Les barrières juridiques se dressent devant l'UFC Freedom 250, mais Dana White refuse de céder à la panique. Interrogé par les journalistes ce mardi à Washington, le président de l'organisation a affirmé que l'action en justice intentée pour bloquer l’événement de ce dimanche ne l'avait absolument pas pris de court. Anticipant des recours légaux face à la nature inédite de ce projet sur un site fédéral, Dana White a confié qu'il s'attendait simplement à ce que l'offensive se manifeste plus tôt.

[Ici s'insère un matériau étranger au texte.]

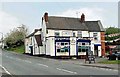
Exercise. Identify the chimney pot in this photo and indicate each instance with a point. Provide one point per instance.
(82, 18)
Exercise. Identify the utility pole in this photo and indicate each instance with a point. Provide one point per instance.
(2, 40)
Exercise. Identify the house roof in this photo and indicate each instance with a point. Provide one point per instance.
(73, 24)
(38, 40)
(33, 32)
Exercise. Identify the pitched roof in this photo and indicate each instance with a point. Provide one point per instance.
(32, 34)
(38, 40)
(73, 24)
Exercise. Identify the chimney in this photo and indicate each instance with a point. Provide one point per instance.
(46, 17)
(82, 18)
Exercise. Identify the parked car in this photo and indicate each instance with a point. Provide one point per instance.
(114, 56)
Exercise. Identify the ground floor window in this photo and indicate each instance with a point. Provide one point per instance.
(83, 46)
(62, 46)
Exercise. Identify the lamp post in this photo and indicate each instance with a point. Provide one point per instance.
(2, 39)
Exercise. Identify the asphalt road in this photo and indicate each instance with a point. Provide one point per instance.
(21, 64)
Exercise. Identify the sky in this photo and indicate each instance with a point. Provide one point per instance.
(15, 13)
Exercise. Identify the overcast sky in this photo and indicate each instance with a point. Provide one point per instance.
(12, 14)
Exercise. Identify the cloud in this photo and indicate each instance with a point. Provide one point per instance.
(90, 13)
(7, 22)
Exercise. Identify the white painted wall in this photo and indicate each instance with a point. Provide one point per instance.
(73, 46)
(99, 51)
(85, 34)
(27, 50)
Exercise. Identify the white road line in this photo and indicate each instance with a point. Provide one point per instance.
(27, 61)
(5, 70)
(66, 70)
(43, 65)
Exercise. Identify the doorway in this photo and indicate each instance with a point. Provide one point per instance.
(96, 50)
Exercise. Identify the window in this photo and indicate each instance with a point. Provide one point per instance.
(79, 34)
(83, 43)
(83, 49)
(58, 50)
(57, 34)
(63, 47)
(95, 34)
(62, 43)
(74, 34)
(66, 43)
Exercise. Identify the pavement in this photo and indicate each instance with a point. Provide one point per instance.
(96, 64)
(21, 64)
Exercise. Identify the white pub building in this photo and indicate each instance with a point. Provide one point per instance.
(64, 36)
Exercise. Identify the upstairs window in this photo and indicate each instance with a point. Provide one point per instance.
(79, 34)
(73, 34)
(95, 35)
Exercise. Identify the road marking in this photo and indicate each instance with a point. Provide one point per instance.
(43, 65)
(66, 70)
(5, 70)
(27, 61)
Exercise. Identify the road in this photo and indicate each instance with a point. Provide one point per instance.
(21, 64)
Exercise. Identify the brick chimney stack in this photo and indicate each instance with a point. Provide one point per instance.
(46, 17)
(82, 19)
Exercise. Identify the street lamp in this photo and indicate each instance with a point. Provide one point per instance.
(2, 39)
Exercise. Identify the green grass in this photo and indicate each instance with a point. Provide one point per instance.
(110, 62)
(19, 49)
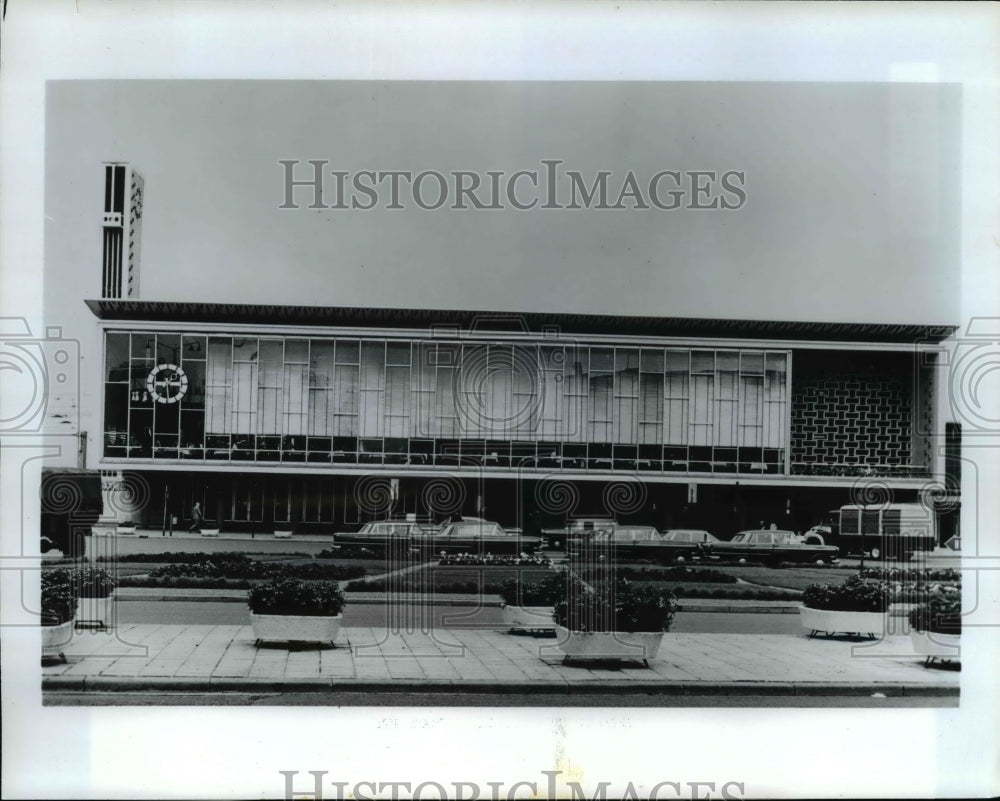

Déposée par Paul Romano, un vétéran du Vietnam résidant en Virginie, et Susan Douglas, une militante civique de longue date, la plainte dénonce une opération qualifiée de profondément corrompue. Les requérants affirment que le président Donald Trump octroie à son ami personnel, Dana White, un accès sans précédent à la Maison-Blanche ainsi qu'au Lincoln Memorial pour y organiser un spectacle sportif privé à but lucratif. Soutenue par l'association Public Integrity Project, l'action pointe du doigt l'illégalité de générer des revenus commerciaux, de concert avec le diffuseur Paramount et des sponsors comme Crypto.com, sur des terres publiques protégées par des lois strictes.

Cette levée de boucliers n'altère pas les plans de l'organisation, déterminée à maintenir cet événement comprenant sept combats majeurs. L'intérêt sportif se concentre sur l'affrontement pour le titre incontesté des poids légers entre le champion invaincu Ilia Topuria et le détenteur de la ceinture intérimaire Justin Gaethje. En parallèle, Alex Pereira tentera d'écrire sa propre légende en décrochant une ceinture dans une troisième catégorie de poids lors de son choc face à Ciryl Gane pour le titre intérimaire des poids lourds.